‘No one must know.’ I gave her a purse to encourage blindness in my chamberer and maid. After discussion, we decided that another attack of royal megrim would not over-stretch her mendacity.
‘How exciting!’ she said wistfully. ‘I would like to come along.’ She half-smiled. ‘I always used to go with you when you set off on some mad venture or other.’
‘You will play the most vital part here.’ I leaned closer and whispered. ‘Furthermore, you’ll be free to flirt with you-know-who, without my hawk-eye watching you.’
I wasn’t certain which of several ‘you-know-whos’ I meant, but my words had a gratifying effect.
‘Oh,’ she gasped. ‘How did you know? Please don’t say anything to anyone. My aunt would be furious.’

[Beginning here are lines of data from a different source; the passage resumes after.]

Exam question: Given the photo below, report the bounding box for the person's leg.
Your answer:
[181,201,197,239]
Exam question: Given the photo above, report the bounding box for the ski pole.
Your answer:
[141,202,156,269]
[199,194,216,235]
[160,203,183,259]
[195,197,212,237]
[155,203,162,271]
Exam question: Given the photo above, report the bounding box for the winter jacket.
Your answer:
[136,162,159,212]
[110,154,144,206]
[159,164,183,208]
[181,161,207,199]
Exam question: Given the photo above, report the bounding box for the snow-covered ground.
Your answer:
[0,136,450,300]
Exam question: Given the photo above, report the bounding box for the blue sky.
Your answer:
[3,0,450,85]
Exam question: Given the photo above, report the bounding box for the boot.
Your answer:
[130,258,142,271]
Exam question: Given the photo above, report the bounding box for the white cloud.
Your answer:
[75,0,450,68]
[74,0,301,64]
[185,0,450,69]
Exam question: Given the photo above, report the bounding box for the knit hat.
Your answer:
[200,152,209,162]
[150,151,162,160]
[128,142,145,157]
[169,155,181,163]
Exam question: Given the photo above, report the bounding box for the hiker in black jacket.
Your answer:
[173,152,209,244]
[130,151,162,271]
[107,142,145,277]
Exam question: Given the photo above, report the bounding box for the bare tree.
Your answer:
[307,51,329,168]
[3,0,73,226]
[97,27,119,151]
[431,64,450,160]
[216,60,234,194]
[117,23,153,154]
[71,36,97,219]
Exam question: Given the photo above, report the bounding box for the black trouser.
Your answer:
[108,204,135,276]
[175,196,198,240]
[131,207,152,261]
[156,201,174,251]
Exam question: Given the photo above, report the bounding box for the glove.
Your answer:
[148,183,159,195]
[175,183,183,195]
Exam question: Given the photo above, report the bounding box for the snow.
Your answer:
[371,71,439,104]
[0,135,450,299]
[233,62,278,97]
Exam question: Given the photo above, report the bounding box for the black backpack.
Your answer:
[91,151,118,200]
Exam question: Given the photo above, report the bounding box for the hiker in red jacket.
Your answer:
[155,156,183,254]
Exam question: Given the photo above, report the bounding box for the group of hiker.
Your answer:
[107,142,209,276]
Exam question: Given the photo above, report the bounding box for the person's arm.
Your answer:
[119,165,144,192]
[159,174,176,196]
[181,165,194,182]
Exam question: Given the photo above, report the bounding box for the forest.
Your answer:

‘Your secret is safe with me,’ I said truthfully. ‘Just as mine is with you.’
* * *
Tallie looked more and more grim as the wherry took us across the Thames.
‘Oars!’ shouted distant voices on the banks. ‘Oars, here!’
Our wherry slid through the dark water with little surges, propelled by a single scull at the stern.
Giddy with sudden freedom, I watched the pulse of the bow waves and sniffed the smell of water, coal smoke, fish, damp wood and rotting water weed, with the occasional whiff of sewage. The sparks of boat lanterns on the river crossed and re-crossed, weaving a thick net of lights, doubled by their reflections in the water. As we moved away from the Whitehall Stairs, the stink of sewage receded and was replaced by a new, open smell that made me think of the sky.
I felt very odd and unexpectedly happy to be wearing Peter Blank’s clothes again. I had even borrowed his name. Peter. No longer Elizabeth. Elizabeth was left behind in Whitehall with a terrible megrim. In spite of my apprehension about the exact nature of Tallie’s oracle, I felt utterly content, suspended for a moment outside my life. On my way to entering the mysteries, at last. My Whitehall apprehension had become a slightly dreamy acceptance of whatever might come next.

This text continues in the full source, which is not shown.